Al presidente Fontana consiglierei di ‘risciacquare i panni’ nelle acque del vecchio Althusius con il suo federalismo dal basso, oppure in quelle di Carlo Cattaneo con il suo municipalismo democratico, o di Silvio Trentin con i suoi progetti di Costituzione federale per l’Italia e l’Europa per fondare istituzioni economiche e politiche democratiche partendo dai luoghi di lavoro e dai territori. Basta, però, per cogliere lo spirito separatista della Lega e dei suoi rappresentanti istituzionali ricordare il motto, stampato nel Great Seal of the United States e nelle sue monete: e pluribus unum. I principi politici della Lega sono molto simili invece a quelli di John Calhoun oppositore sudista del federalismo, che combatté a difesa della sovranità dei singoli Stati e della schiavitù, che oggi vengono tradotti nel sovranismo e nel suprematismo bianco.

Oltre alla irrazionale ideologia del suprematismo, si avanza un argomento che vuol essere razionale, di natura economico-sociale, quello del trickle down, dello sgocciolamento: se i ricchi divengono più ricchi qualcosa ‘sgocciola’ pure in basso, oppure con un’immagine meno greve si dice ‘se la marea si alza porta in alto sia gli yatch sia le barche a remi’. Tradotto: se le imprese fanno profitti, allora anche i lavoratori e in generale le classi popolari avranno migliori condizioni di vita. Questo è vero? No, decine e decine di ricerche, report e libri hanno documentato che nel capitalismo, e anche in quello contemporaneo, i ricchi diventano più ricchi e i poveri diventano più poveri, allargandosi sempre più le disuguaglianze economiche e sociali. Per restare proprio in Lombardia, la ‘locomotiva del treno Italia’, si prenda Milano che è sì centro finanziario e hub dell’high tech, svettante con i suoi grattacieli verso il cielo, ma in basso c’è l’inferno dei rider, della subfornitura e del terzismo nella filiera della moda e del lusso, della speculazione edilizia e degli affitti alle stelle che spingono i settori popolari e gli studenti sempre più in lontane e degradate periferie, della privatizzazione della sanità con gli alti costi per curarsi, dei servizi sociali insufficienti e dello sfruttamento e al contempo della marginalizzazione sociale dei migranti.
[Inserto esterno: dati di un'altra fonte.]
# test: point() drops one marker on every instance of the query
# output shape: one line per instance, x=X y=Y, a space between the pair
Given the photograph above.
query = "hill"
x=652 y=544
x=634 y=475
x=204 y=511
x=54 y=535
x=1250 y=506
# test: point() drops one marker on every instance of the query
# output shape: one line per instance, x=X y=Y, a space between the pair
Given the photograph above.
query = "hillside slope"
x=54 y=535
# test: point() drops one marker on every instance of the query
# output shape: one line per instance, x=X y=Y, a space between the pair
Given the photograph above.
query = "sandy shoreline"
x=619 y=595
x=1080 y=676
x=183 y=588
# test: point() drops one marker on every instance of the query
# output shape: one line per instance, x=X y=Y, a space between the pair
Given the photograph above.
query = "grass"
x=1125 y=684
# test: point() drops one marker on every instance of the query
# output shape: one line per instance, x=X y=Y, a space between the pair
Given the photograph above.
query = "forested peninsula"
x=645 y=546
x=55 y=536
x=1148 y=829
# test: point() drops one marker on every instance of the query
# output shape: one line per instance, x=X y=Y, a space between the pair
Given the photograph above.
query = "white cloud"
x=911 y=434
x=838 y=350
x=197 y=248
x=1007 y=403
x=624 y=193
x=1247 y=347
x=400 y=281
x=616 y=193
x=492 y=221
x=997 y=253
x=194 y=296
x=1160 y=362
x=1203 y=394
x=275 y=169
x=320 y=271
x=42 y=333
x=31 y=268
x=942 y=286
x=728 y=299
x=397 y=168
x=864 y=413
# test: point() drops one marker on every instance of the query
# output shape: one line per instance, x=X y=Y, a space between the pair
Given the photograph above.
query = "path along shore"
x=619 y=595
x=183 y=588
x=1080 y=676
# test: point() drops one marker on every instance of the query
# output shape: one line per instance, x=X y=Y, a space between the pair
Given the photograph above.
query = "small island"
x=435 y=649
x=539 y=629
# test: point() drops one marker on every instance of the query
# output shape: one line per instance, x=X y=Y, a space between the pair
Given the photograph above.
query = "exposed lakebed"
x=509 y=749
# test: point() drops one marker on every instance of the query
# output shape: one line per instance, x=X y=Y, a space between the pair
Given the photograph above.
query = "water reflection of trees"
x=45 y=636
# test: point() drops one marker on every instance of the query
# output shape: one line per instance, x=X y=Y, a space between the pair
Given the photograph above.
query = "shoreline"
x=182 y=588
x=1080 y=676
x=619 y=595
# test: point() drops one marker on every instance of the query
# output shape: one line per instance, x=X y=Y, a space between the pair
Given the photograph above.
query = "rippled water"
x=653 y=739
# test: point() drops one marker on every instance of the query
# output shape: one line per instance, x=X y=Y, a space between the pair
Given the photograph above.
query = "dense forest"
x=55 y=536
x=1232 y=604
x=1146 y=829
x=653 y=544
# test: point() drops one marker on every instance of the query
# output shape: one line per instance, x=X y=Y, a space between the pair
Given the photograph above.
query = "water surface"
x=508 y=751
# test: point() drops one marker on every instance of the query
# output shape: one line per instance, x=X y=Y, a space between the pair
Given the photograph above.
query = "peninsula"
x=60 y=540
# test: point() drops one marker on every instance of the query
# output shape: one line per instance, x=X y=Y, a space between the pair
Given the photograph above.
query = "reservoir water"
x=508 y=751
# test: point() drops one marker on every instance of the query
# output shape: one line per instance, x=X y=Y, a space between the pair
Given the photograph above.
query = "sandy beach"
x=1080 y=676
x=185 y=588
Per questo l’autonomia differenziata non porterà vantaggi al popolo del Nord, che vedrà invece ulteriori privatizzazioni dei servizi e peggioramento delle condizioni di vita sociale, ma anche civile e politica, perché l’autonomia differenziata avrà l’effetto di un centralismo regionale, una concentrazione di potere nel ‘governatore’. La devoluzione di poteri alle Regioni non innalzerà i livelli di democrazia, li abbasserà perché il potere decisionale, ampliato nei suoi ambiti di competenza, si concentrerà nei ‘governatori’ e i cittadini saranno trattati da clientes.
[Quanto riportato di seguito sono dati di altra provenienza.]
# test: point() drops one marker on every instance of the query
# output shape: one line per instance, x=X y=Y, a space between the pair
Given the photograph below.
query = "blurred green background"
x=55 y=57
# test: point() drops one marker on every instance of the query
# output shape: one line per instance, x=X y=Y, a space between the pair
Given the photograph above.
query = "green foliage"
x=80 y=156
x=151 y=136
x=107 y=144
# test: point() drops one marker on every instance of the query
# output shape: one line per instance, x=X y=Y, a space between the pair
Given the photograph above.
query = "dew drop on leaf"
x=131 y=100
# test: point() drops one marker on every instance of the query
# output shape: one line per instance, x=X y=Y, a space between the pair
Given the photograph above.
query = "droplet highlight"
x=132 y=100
Questo Nord così esaltato da Fontana, Zaia e dai vari presidenti di Assolombarda è davvero autosufficiente? Davvero non ha bisogno di nessuno perché in grado di camminare da solo? Assolutamente no, non è stato autosufficiente nel passato e non lo è nel presente. Hanno scritto Maria Teresa Capozza e Loretta Mussi, in  un documento predisposto per l’Assemblea di Napoli dei Comitati (6 giugno), che le industrie del Nord ‒ oltre ad aver sempre goduto di sovvenzioni finanziarie, incentivi economici e sgravi fiscali pubblici – hanno, prima, sfruttato il Mezzogiorno come mercato di sbocco delle loro merci, per avere manodopera a basso costo con le possenti migrazioni interne, per disporre di beni intermedi per la produzione delle loro merci (acciaio e chimica di base), e come discarica degli scarti inquinanti che hanno devastato territori agricoli di alto valore e provocato malattie letali (la Terra dei fuochi docet).
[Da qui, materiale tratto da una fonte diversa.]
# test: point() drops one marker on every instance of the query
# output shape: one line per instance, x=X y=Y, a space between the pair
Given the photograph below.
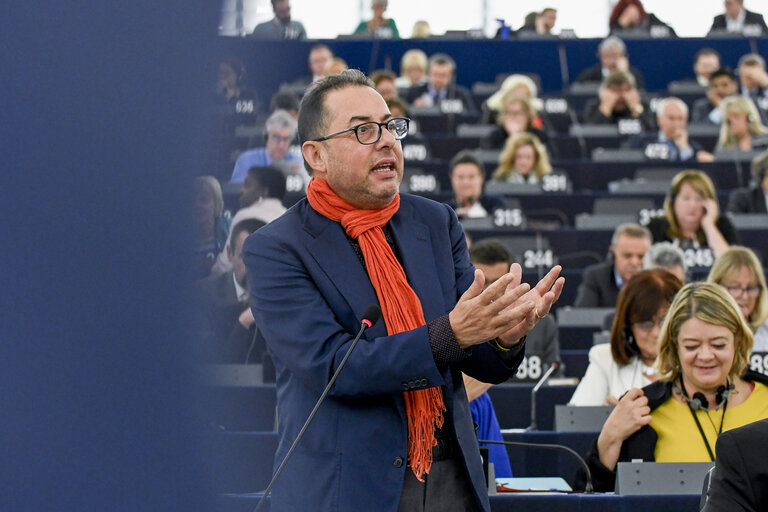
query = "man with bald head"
x=672 y=143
Se al Nord l’autonomia differenziata gioverà solo a ristretti gruppi sociali e rafforzerà le oligarchie politiche, al Sud provocherà ulteriori disuguaglianze e divari territoriali, che non sono statio sanati neppure con gli investimenti del PNRR. Le classi dirigenti industriali e finanziarie e quelle politiche ‒ governo Meloni e Commissione UE ‒ hanno un preciso disegno per il Mezzogiorno: hub per l’energia per le industrie del Nord Italia e dell’Unione europea, snodo logistico per la sua collocazione al centro del Mediterraneo, che abbisogna di corridoi infrastrutturali per esportare e importare dall’Africa e dal Medioriente (Ponte sullo Stretto). Al Mezzogiorno, oggi come ieri, è riservato dalle classi dirigenti un destino da ZES, cioè zona emarginata speciale.  Il Mezzogiorno ha ricevuto meno risorse pubbliche e tutte le ricerche – da quelle della SVIMEZ a quelle di Openpolis o dell’ISTAT ‒ dimostrano che la spesa per sanità, assistenza sociale, asili nido, servizi scolastici nel Sud è molto inferiore a quella del Nord, e il PNRR non ha colmato i divari.

Il superamento delle disparità sociali e territoriali, tra Sud e Nord, tra le aree metropolitane e quelle interne si potrà realizzare solo attraverso la costruzione dell’unità della Repubblica, attraverso l’unità dei diritti sociali, politici e civili, e il regionalismo cooperativo, sanciti negli articoli 3 e 5 della Costituzione.

10 giugno 2026


Audizione sull’autonomia differenziata.

Franco Russo

Grazie e a lei presidente Di Priamo, al ministro Calderoli e ai senatori presenti all’audizione sulle Intese preliminari,

Con la sentenza 192/2024, la Corte:

  • esclude che le Camere possano solo respingere o accettare le Intese, potendo emendarle;  
  • dà un’interpretazione costituzionalmente orientata della distinzione tra materie LEP e materie no-LEP; infatti, non si possono trasferire funzioni attinenti a una materia no-LEP se esse riguardano prestazioni concernenti i diritti civili e sociali;
  • afferma che, in base a una ragionevole giustificazione, si possono trasferire specifiche funzioni ma non materie.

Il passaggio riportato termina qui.